“Look yonder,” cried Darcy's companion, seizing him by the arm,—“look there,—near the corner of the market! See, the troops have not perceived that ladder, and there are two fellows now descending it.”
True enough. At a remote angle of the jail, not concealed from view by the smoke, stood the ladder in question.
“How slowly they move!” cried Darcy, his eyes fixed upon the figures with that strange anxiety so inseparable from the fate of all who are engaged in hazardous enterprise. “They will certainly be taken.”
“They must be wounded,” cried the other; “they seem to creep rather than step—I know the reason, they are in fetters.”
Scarcely was the explanation uttered when the ladder was seen to be violently moved as if from above, and the next moment was hurled back from the wall, on which several soldiers were now perceived firing on those below.
“They are lost!” said the Knight; “they are either captured or cut down by this time.”
“The square is cleared already,” said the other; “how quietly the troops have done their work! And the fire begins to yield to the engines.”

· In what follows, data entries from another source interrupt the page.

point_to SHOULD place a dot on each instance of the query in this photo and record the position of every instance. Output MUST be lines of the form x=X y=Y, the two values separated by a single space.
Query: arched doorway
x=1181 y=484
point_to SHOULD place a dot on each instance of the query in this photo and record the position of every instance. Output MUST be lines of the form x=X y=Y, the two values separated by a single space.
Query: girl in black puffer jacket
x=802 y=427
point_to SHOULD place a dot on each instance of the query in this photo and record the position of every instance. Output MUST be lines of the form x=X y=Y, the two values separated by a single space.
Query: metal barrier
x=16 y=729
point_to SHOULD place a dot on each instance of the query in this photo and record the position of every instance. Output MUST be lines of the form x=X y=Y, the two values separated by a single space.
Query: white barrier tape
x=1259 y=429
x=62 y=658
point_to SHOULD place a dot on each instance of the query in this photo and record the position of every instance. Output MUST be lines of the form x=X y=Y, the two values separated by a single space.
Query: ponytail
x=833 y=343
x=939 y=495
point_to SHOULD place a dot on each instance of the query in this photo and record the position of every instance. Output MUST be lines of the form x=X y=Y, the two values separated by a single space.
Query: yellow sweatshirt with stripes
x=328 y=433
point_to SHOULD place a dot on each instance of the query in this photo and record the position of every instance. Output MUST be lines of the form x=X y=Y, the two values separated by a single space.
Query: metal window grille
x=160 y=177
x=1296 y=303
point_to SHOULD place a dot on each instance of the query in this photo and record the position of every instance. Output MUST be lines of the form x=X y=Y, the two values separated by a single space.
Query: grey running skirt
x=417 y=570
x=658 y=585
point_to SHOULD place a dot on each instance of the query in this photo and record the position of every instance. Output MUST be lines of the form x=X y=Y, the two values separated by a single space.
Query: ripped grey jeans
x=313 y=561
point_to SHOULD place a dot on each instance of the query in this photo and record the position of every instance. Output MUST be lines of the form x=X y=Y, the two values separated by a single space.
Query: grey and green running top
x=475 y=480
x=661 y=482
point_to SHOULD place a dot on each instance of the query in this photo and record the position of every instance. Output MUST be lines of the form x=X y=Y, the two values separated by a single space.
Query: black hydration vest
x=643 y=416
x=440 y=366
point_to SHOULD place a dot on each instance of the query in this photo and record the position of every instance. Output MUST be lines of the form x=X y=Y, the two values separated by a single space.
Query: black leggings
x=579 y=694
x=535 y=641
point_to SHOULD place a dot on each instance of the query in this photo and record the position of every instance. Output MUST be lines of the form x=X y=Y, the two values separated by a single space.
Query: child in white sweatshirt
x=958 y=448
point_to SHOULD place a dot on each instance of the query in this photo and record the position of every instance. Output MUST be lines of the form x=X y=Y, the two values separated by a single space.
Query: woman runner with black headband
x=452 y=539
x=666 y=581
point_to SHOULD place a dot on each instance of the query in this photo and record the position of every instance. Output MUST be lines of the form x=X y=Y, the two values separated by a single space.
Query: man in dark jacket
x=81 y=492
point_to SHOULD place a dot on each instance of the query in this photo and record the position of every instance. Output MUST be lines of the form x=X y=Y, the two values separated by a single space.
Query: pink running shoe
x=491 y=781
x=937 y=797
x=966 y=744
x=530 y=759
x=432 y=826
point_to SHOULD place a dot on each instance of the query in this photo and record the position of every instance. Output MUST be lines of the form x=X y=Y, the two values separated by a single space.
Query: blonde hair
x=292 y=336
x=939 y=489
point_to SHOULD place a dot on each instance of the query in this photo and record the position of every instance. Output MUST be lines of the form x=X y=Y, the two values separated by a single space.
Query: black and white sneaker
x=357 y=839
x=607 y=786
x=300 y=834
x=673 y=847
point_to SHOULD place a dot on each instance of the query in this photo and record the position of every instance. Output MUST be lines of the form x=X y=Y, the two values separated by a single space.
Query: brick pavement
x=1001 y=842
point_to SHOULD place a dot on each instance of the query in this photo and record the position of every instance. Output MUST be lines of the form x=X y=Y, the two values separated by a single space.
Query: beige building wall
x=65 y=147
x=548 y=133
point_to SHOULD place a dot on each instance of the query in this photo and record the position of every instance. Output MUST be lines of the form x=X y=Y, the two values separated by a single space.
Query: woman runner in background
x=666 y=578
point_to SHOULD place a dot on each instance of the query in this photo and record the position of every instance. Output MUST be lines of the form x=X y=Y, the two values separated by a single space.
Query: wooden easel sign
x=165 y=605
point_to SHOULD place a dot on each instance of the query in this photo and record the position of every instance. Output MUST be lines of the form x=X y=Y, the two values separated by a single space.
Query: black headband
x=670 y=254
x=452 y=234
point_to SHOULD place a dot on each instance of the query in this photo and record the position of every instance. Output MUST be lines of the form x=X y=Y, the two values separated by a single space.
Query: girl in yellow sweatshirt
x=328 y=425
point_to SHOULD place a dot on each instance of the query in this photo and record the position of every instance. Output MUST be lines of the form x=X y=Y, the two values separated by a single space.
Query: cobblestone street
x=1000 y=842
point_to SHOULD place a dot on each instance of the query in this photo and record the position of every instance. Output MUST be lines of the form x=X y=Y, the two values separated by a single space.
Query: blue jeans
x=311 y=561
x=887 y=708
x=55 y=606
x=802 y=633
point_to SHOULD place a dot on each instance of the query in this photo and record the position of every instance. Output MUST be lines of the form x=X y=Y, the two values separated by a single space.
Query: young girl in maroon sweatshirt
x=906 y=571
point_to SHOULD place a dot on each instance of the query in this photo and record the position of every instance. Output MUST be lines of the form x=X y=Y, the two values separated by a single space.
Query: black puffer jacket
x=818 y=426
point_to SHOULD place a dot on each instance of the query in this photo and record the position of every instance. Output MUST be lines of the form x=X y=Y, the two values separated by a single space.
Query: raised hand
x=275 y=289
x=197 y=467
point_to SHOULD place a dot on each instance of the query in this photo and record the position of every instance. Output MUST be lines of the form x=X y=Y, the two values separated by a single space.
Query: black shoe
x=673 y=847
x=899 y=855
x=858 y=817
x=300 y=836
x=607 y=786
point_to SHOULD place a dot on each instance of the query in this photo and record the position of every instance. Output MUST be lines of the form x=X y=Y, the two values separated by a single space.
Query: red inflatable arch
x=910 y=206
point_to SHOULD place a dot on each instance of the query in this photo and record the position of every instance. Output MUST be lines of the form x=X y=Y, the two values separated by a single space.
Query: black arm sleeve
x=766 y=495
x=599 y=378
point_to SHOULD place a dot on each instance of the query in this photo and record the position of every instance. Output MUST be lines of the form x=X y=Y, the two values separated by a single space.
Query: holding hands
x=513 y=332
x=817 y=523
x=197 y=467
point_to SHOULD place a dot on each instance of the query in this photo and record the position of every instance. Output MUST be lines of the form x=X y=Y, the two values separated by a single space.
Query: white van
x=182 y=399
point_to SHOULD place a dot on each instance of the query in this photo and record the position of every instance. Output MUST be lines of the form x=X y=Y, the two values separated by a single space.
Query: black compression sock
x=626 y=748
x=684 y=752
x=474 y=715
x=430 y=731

The square was indeed cleared; save the groups beside the fire-engines, and here and there a knot gathered around some wounded man, the space was empty, the troops having drawn off to the sides, around which they stood in double file. A dark cloud rested over the jail itself, but no longer did any smoke issue from the windows; and already the fire, its rage in part expended, in part subdued, showed signs of decline.
“If the wind was from the west,” said the landlord, “there 's no saying where that might have stopped this night!”
“It is a strange occurrence altogether,” said the Knight, musingly.